The Worldwide Mobile App User Behavior Dataset contains cross-country user behavior data collected through a survey conducted by Lim et al. for their research paper, Investigating Country Differences in Mobile App User Behavior and Challenges for Software Engineering, aiming to investigate the relationship between app user behavior and the country demographic. The dataset is made public and stored in Harvard Dataverse Repository, an open data repository organized by the Harvard community.

The survey collected responses from 10,208 participants spanning more than 15 countries, including the United States of America, China, Japan, Germany, France, Brazil, the United Kingdom, Italy, Russian Federation, India, Canada, Spain, Australia, Mexico, and Republic of Korea. The questionnaire is threefold with 31 questions in total: the first part focuses on user behavior in terms of mobile app usage; the second part asks individual demographic information such as gender, age, and household income, etc; the third part is centered around user personality based on the Big Five personality traits.
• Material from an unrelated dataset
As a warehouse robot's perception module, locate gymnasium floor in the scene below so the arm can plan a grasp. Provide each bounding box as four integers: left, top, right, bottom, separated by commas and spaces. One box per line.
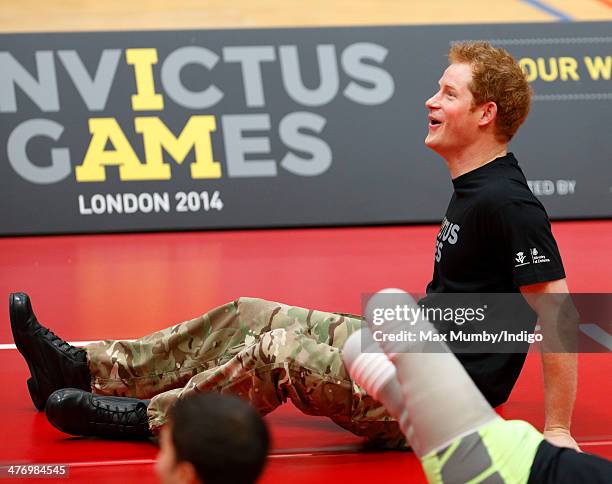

A more detailed description about the attributes included in this dataset is as following:

Dataset: mobile_app_user_dataset.xlsx

Link to Harvard Dataverse Repository: https://dataverse.harvard.edu/dataset.xhtml;jsessionid=c4428c7c612c7607165aa4d0ebde?persistentId=doi%3A10.7910%2FDVN%2F27459&version=&q=&fileAccess=&fileTag=%22dataset%22&fileSortField=name&fileSortOrder=desc

Table 2.1: Column Description
ï Column Name Description
ID Unique ID for each participant
StartDate Date and time the participant started this survey
EndDate Date and time the participant completed this survey
Response Status Response status: incomplete/complete/screened out/bad data
Participant Type ours/panel
Q1_1 Browser type
Q1_2 Browser version
Q1_3 Browser operating system
Q1_4 Browser screen resolution
Q1_5 Browser flash version
Q1_6 Browser Java support
Q1_7 Browser user agent
Q2 Binary indicator of whether the respondent has a mobile device
Q3_1 Mobile device manufacturer
Q3_2 Mobile device model
Q3_3 Binary indicator of whether the respondent use apps
Q4_1 Type of app store
Q4_2 Binary indicator of whether the respondent knows which app store he/she is using
Q5 Frequency that the respondent visits app store to look for apps
Q6 Amount of app downloads per month
Q7 Under what situation does the respondent look for apps
Q8 Ways to find apps
Q9 Things to consider before downloading
Q10 Purpose of downloading
Q11 Reasons for spending money on apps
Q12_1 Maximum spending on an app
Q12_2 Name of the app that the respondent has spent the most
Q12_3 Reasons for downloading the app that the respondent has spent the most
Q12_4 Best/worst featue of the app that the respondent has spent the most
Q12_5 Average spending on apps per month
Q13 Reasons for rating apps
Q14 Reasons for stopping use an app
Q15 Type of downloaded app
Q16 Respondent’s gender
Q17 Respondent’s age
Q18 Respondent’s marital status
Q19 Respondent’s nationality
Q20 Respondent’s country of residence
Q21 Respondent’s first language
Q22 Respondent’s ethnicity
Q23 Respondent’s highest level of education
Q24 Respondent’s years of education
Q25 Wether the respondent has a disability
Q26 Respondent’s current employment status
Q27 Respondent’s occupation
Q28 Currency of household income
Q29 Annual household income
Q30 Personality traits

Issue with this dataset: this survey is self-reported and therefore, might be subjected and be influenced by factors such as individual experience and cultural background. Besides, many answers provided by participants are not exact but mostly approximations. For example, users might be unaware of the exact number of apps downloaded per month and use an approximation instead.